Scum Removed From Bathroom Tile, Kept in Jar, Observed
II. The Theosophist
I am the father of the modern world, which is ashes.
I believe in the destruction of planets as a political movement.
I am the black heart of nothing.
Kiss my basalt ring,
lay a lei of burnt flowers about my neck.
I nestle among cheap gravestones.
The earth eats my fingers,
one
by
one.
I poison the stream with flakes of my skin.

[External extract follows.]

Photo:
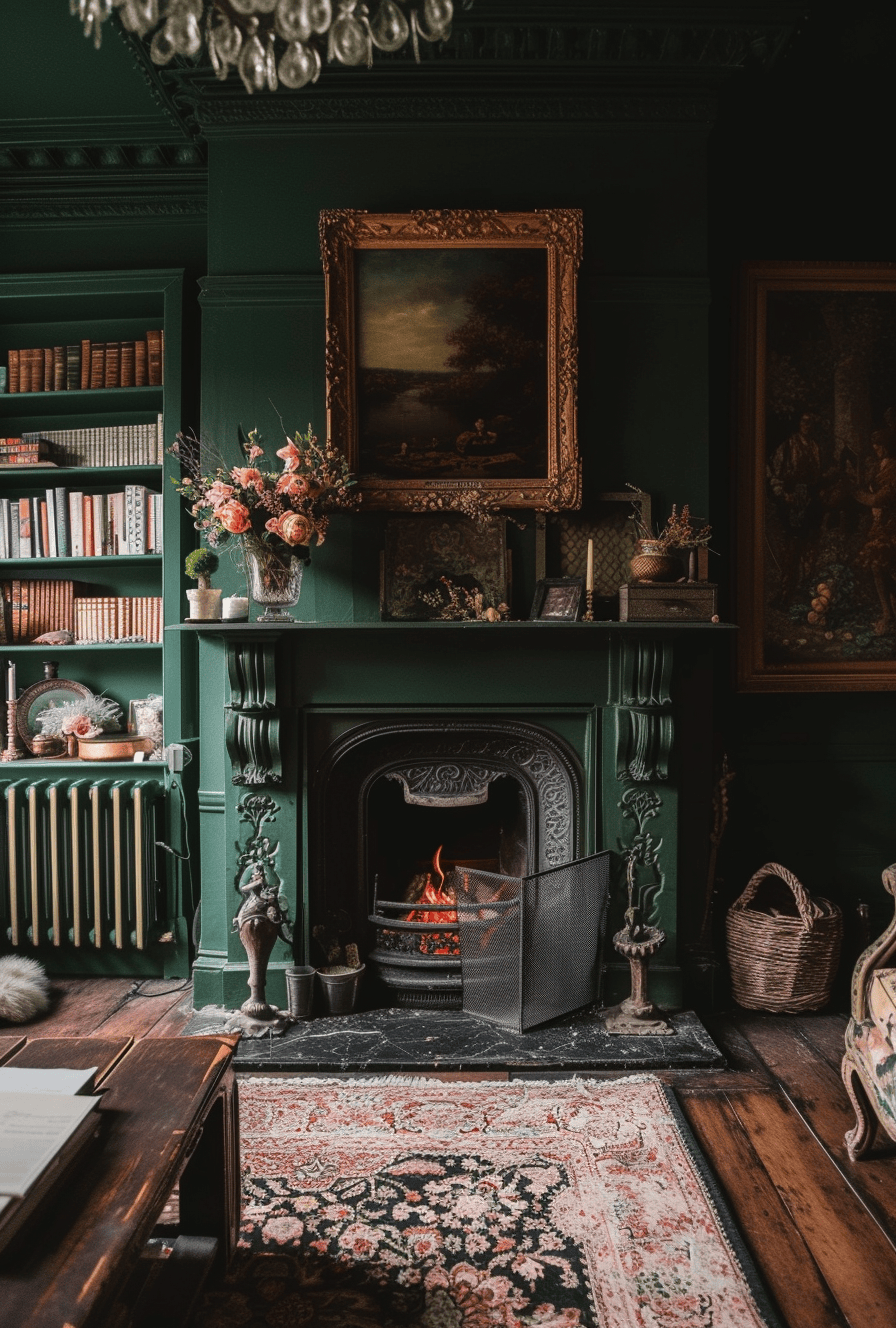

Hear my voice in each strand of your hair,
vibrating.
The wind
changes me with
each lick across my
hands.
My flesh
ripples
with different
colors,
rainbow rashes
appear
and
disappear,
crawl over my skin like spiders.
My body
grows and amputates
limbs and appendages.
My tears
freeze in long strands,
like lava,
like the hairs of Hawaiian goddesses.
My long tears
are swords of ice.
I collect them and wear them about my waist,
a kilt of grievous weapons.
I do not look at them, but they decorate me,
like apes, they hang from my body,
argue with the voices of wind chimes.
I am the prince of the empty sward, windswept,
clean.
I am metallic,
my luster burns your eyes,
I am long and tall, my hair is straight and sharp like old grass.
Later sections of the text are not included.